USC Trojans vs. Arizona Wildcats

USC quarterback Sam Darnold had his way with the Arizona defense in last year's matchup in Tucson.

Here are three things to watch in the No. 22 Arizona Wildcats’ game vs. No. 17 USC in Los Angeles (Saturday, 7:45 p.m., ESPN), plus a score prediction and some pertinent preview links:


This Khalil Tate is not that Khalil Tate. The Tate who made his first career start against USC last October was still 17 years old, still taking it all in, not ready to fully embrace the responsibilities of being a starting quarterback in big-time college football. His supporting cast – especially in the backfield – wasn’t what it is now either. The results were predictable: Tate scored early on a 3-yard run but couldn’t consistently move the ball. He threw an interception and lost a fumble. A game that was 7-7 late in the first quarter disintegrated into a 48-14 defeat. In a sign of how bad things were for Arizona, converted tight end Matt Morin finished the game at quarterback. Now, of course, Tate is the first player ever to win four straight Pac-12 Offensive Player of the Week awards. He’s on the cusp of entering the Heisman race. And he’s the focal point of the Trojans’ defensive game plan. Tate has matured in multiple ways. How will he handle the USC challenge this time? Better. A lot better.

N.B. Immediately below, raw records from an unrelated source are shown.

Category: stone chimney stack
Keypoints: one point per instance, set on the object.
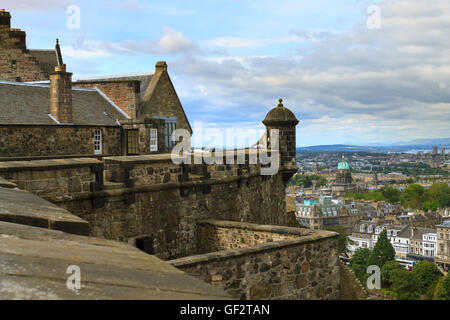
(5, 18)
(161, 66)
(61, 95)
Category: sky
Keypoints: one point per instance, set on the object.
(352, 71)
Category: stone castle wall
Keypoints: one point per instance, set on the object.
(298, 267)
(213, 235)
(16, 63)
(167, 203)
(58, 179)
(54, 141)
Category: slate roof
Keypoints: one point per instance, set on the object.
(46, 58)
(445, 224)
(143, 78)
(29, 104)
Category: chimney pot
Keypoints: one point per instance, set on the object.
(61, 95)
(161, 65)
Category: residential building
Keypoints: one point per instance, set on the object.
(322, 213)
(365, 235)
(443, 245)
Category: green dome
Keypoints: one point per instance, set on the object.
(343, 165)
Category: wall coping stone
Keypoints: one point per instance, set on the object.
(44, 165)
(149, 188)
(234, 253)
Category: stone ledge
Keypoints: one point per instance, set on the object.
(44, 165)
(152, 158)
(7, 184)
(226, 254)
(150, 188)
(22, 207)
(34, 262)
(257, 227)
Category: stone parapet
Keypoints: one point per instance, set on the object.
(301, 267)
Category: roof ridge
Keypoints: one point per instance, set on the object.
(41, 85)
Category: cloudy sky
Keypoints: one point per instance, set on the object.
(351, 72)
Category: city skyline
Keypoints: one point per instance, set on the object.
(331, 69)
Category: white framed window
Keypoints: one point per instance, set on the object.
(97, 141)
(171, 126)
(153, 140)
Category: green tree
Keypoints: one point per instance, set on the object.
(446, 286)
(425, 275)
(439, 292)
(442, 291)
(382, 252)
(403, 285)
(386, 272)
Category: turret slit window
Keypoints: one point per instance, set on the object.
(97, 141)
(153, 140)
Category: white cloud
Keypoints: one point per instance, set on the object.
(141, 6)
(372, 85)
(174, 42)
(33, 5)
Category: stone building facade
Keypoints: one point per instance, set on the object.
(443, 245)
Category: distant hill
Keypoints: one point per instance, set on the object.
(420, 144)
(428, 142)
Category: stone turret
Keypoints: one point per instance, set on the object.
(282, 119)
(5, 18)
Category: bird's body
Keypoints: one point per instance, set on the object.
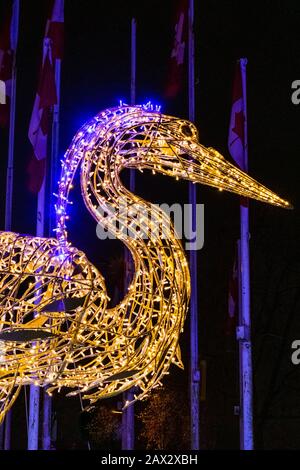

Tate has a better chance to win the Heisman Trophy than Sam Darnold … which would have been a crazy sentence to write two months ago. But it’s true: The USC quarterback basically has played his way out of the Heisman race. He has thrown 10 interceptions and lost seven fumbles, a combination of carelessness and trying to do too much. But to assume, based on recent results, that Arizona has a sizable advantage at quarterback – or any advantage – would be naïve. First off, Darnold has done a better job lately of taking care of the ball. He threw nine interceptions in USC’s first six games, just one in the past three. (Breaking it down even further: Darnold threw six picks in the first three games, three in the next three and then just one in the past three.) Second, Darnold destroyed an admittedly different Arizona defense last season, passing for five touchdowns (with no picks) and rushing for 54 yards. Third, despite those negative numbers, Darnold is still really good. The UA defense is a lot better, but cracks have been revealed over the course of the four-game win streak.


Given the attention the Trojans are bound to pay to Tate – and the Wildcats to Darnold and tailback Ronald Jones II – this game could be decided by the inevitable downfield battles those defensive strategies will dictate. UA opponents have made it clear over the past four weeks: They’re willing to leave Wildcats receivers in one-on-one coverage in the interest of slowing Tate and the run game. For the most part, Arizona’s wideouts and tight ends have won those contests. Will that continue against a more athletic USC back seven? The Trojans will be without veteran cornerback Iman Marshall but have plenty of talent and experience on the back end. On the other side of the ball, USC has been searching for consistent receiving options to emerge beyond go-to guy Deontay Burnett. In recent weeks, it has started to happen. Over the past five games, redshirt freshman Tyler Vaughns has 29 receptions for 408 yards and three touchdowns. Like USC, Arizona has been more than willing to put its cornerbacks in one-on-one situations. Marcel Yates trusts them. Can they hold up in this matchup, especially if Jones is having his way on the ground?